This month, Battlefield Earth, an absolute bomb of a movie based on the novel by Scientology founder L. Ron Hubbard, won the Golden Raspberry Award, or Razzie, for “Worst Movie of the Decade.” J.D. Shapiro, the film’s (first) screenwriter, who also wrote the screenplay for Robin Hood: Men in Tights, has subsequently written an open letter via The New York Post to apologise. His article opens:
Let me start by apologizing to anyone who went to see “Battlefield Earth.”
Clearly anything as heavily reliant on Scientology mythos and involvement is bound to start stinking up the place pretty quickly, but Shapiro is quick to point out that his original screenplay was very different to the movie that eventually got made.
It wasn’t as I intended — promise. No one sets out to make a train wreck. Actually, comparing it to a train wreck isn’t really fair to train wrecks, because people actually want to watch those.
However, I have the utmost respect for the guy’s reasoning:
It started, as so many of my choices do, with my Willy Wonker.
It was 1994, and I had read an article in Premiere magazine saying that the Celebrity Center, the Scientology epicenter in Los Angeles, was a great place to meet women.
Trying to get laid eventually led Shapiro to an offer to write a movie and lunch with John Travolta. Anything that starts with you trying to get laid and leads to John Travolta should automatically set off every warning bell you’ve ever had, but there you go.
It’s a long and very amusing story – follow the link above to read the whole thing, it’s well worth it – but a few key lines really stand out for me.
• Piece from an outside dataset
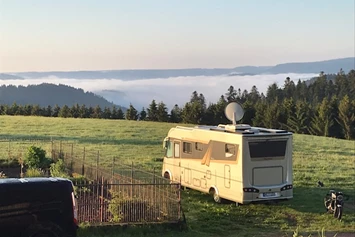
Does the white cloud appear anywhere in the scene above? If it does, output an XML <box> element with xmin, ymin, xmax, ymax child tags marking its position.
<box><xmin>0</xmin><ymin>73</ymin><xmax>317</xmax><ymax>110</ymax></box>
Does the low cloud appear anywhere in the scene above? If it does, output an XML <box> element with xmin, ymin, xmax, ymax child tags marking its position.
<box><xmin>0</xmin><ymin>73</ymin><xmax>317</xmax><ymax>110</ymax></box>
There’s this:
A few days after I finished the script, a very excited Travolta called, told me he “loved it,” and wanted to have dinner. At dinner, John said again how much he loved the script and called it “The ‘Schindler’s List’ of sci-fi.”
After a couple of rounds of changes to Shapiro’s original screenplay he was expecting everything to be wrapped up when:
I got another batch of notes. I thought it was a joke. They changed the entire tone. I knew these notes would kill the movie. The notes wanted me to lose key scenes, add ridiculous scenes, take out some of the key characters. I asked Mike where they came from. He said, “From us.” But when I pressed him, he said, “From John’s camp, but we agree with them.”
I refused to incorporate the notes into the script and was fired.
Shapiro kept his name on the movie to get paid, and no one can blame him for that. And he is also pretty philosophical about it:
Now, looking back at the movie with fresh eyes, I can’t help but be strangely proud of it. Because out of all the sucky movies, mine is the suckiest.
I like this Shapiro guy.
(Thanks to Chris for putting me onto this story!)